芥川賞史上もっとも売れた本『限りなく透明に近いブルー』。ドラッグや暴力を描いた村上龍の原点/斉藤紳士のガチ文学レビュー①
『限りなく透明に近いブルー』(村上龍/村上龍電子本製作所)
はじめまして。 芸人活動を細々と続けながら、文学系のYouTubeをしています斉藤紳士という者です。 今まで数々の小説を読んできた僕がオススメする作品を毎回取り上げていきたいと思っています。 まずは、現代作家の中で最重要でありながら常に新しい分野に挑戦し、動き続けている作家・村上龍さんの作品を紹介します。

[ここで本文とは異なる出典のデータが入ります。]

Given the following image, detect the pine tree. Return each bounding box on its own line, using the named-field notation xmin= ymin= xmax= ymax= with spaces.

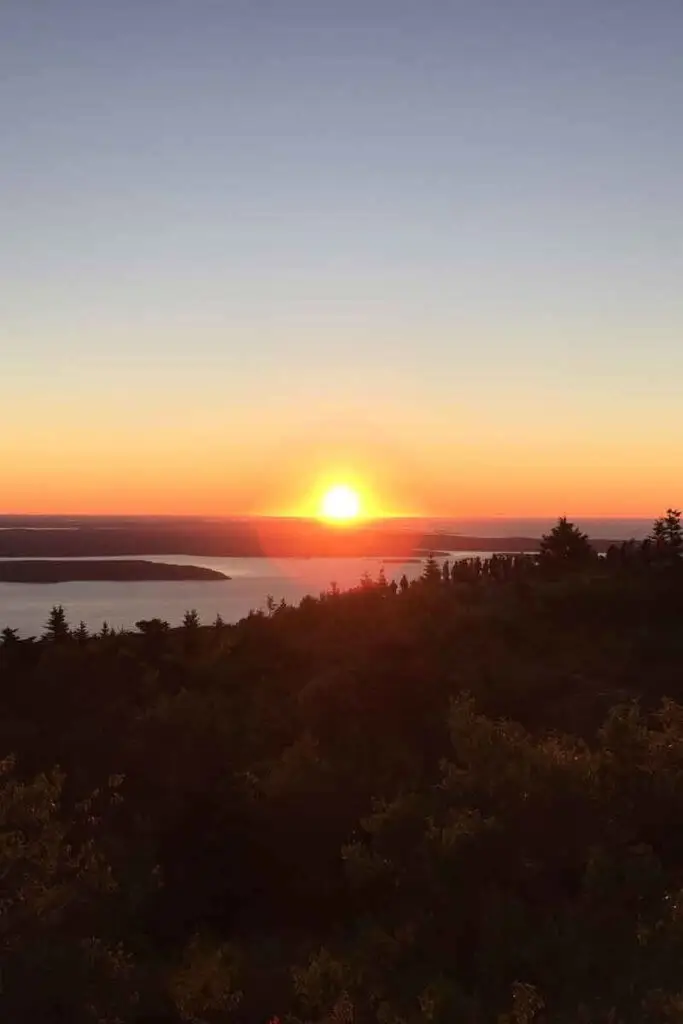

村上龍のデビュー作『限りなく透明に近いブルー』は発表当時、その内容の過激さ・衝撃度で話題になった。 群像新人文学賞を受賞し、この作品が世に出たのが1976年。 どっぷりオジサンの僕が生まれる前の話なので、相当昔の話である。 だけど、作品から発せられる瑞々しい熱量は令和の現在でも色褪せていない。 発表当時は今のように情報が氾濫している時代ではなかったので「若者の実態」を大人たちが知るのはテレビや雑誌の片隅にあるわずかな情報しかなかった。 しかもこの作品で描かれているのはもっと退廃的でもっと非道徳な常道から外れた若者たちだったので、当然大人たちは知り得ない「若者の実態」だった。 …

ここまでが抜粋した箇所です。